Gene targeting strategy for B-hCD94/hNKG2A/hNKG2C mice.

The exons 3-6 of mouse Cd94 gene that encode the extracellular domain were replaced by human CD94 exons 3-6 in B-hCD94/hNKG2A/hNKG2C mice;

The exons 2-6 of mouse Nkg2a gene that encode the extracellular domain were replaced by human NKG2A exons 2-6 in B-hCD94/hNKG2A/hNKG2C mice;

The exons 2-5 of mouse Nkg2c gene that encodes the extracelluar domain was replaced by human NKG2C exons 2-6 in B-hCD94/hNKG2A/hNKG2C mice.

Strain specific CD94 expression analysis in heterozygous B-hCD94/hNKG2A/hNKG2C mice by flow cytometry. Splenocytes were collected from wild-type mice and heterozygous B-hCD94/hNKG2A/hNKG2C mice and stimulated with anti-CD3ε in vivo (7.5 μg/mice, stimulation for 24 hours, i.p. ), and analyzed by flow cytometry with species-specific anti-CD94 antibodies. Human CD94 were exclusively detectable in heterozygous B-hCD94/hNKG2A/hNKG2C but not in wild-type mice.

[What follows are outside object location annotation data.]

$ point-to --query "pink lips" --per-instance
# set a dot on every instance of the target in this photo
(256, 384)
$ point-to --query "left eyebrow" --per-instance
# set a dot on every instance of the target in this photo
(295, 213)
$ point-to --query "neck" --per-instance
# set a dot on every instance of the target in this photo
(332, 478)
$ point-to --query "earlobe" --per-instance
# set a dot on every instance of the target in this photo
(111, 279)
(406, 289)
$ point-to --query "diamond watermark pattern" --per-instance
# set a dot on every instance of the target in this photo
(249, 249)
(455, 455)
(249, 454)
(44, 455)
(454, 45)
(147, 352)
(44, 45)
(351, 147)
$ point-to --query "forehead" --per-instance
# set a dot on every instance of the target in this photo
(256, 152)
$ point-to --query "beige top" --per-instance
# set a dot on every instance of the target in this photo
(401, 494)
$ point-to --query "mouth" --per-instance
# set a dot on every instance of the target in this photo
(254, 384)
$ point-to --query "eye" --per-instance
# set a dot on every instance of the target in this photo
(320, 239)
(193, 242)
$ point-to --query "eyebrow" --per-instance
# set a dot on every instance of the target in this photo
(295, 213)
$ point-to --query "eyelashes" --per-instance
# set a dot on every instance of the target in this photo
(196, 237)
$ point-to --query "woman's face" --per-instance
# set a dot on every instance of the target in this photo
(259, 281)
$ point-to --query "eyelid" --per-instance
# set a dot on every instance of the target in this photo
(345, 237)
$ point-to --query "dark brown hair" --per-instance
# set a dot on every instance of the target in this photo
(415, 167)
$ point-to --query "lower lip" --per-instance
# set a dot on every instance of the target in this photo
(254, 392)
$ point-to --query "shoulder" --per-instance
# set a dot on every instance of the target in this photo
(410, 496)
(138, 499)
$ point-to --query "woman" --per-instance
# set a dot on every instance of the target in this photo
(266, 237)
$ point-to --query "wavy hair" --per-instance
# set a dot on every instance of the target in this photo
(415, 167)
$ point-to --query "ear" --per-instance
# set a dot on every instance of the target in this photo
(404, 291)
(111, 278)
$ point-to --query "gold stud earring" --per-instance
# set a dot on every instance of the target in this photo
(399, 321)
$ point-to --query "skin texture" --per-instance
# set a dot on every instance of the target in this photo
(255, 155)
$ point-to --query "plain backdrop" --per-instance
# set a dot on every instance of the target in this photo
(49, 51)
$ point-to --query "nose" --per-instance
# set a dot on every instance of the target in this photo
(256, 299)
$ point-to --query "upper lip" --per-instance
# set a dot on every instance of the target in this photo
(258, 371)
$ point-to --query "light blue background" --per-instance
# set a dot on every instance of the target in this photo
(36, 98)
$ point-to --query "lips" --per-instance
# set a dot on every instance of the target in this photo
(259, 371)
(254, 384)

Strain specific NKG2A expression analysis in heterozygous B-hCD94/hNKG2A/hNKG2C mice by flow cytometry. Splenocytes were collected from wild-type mice and heterozygous B-hCD94/hNKG2A/hNKG2C mice and stimulated with anti-CD3ε in vivo (7.5 μg/mice, stimulation for 24 hours, i.p. ), and analyzed by flow cytometry with species-specific anti-NKG2A antibody. Human NKG2A were exclusively detectable in heterozygous B-hCD94/hNKG2A/hNKG2C but not in wild-type mice.

Strain specific NKG2C expression analysis in heterozygous B-hCD94/hNKG2A/hNKG2C mice by flow cytometry. Splenocytes were collected from wild-type mice and heterozygous B-hCD94/hNKG2A/hNKG2C mice and stimulated with anti-CD3ε in vivo (7.5 μg/mice, stimulation for 24 hours, i.p. ), and analyzed by flow cytometry with species-specific anti-NKG2C antibody. Human NKG2C were exclusively detectable in heterozygous B-hCD94/hNKG2A/hNKG2C mice but not in wild-type mice.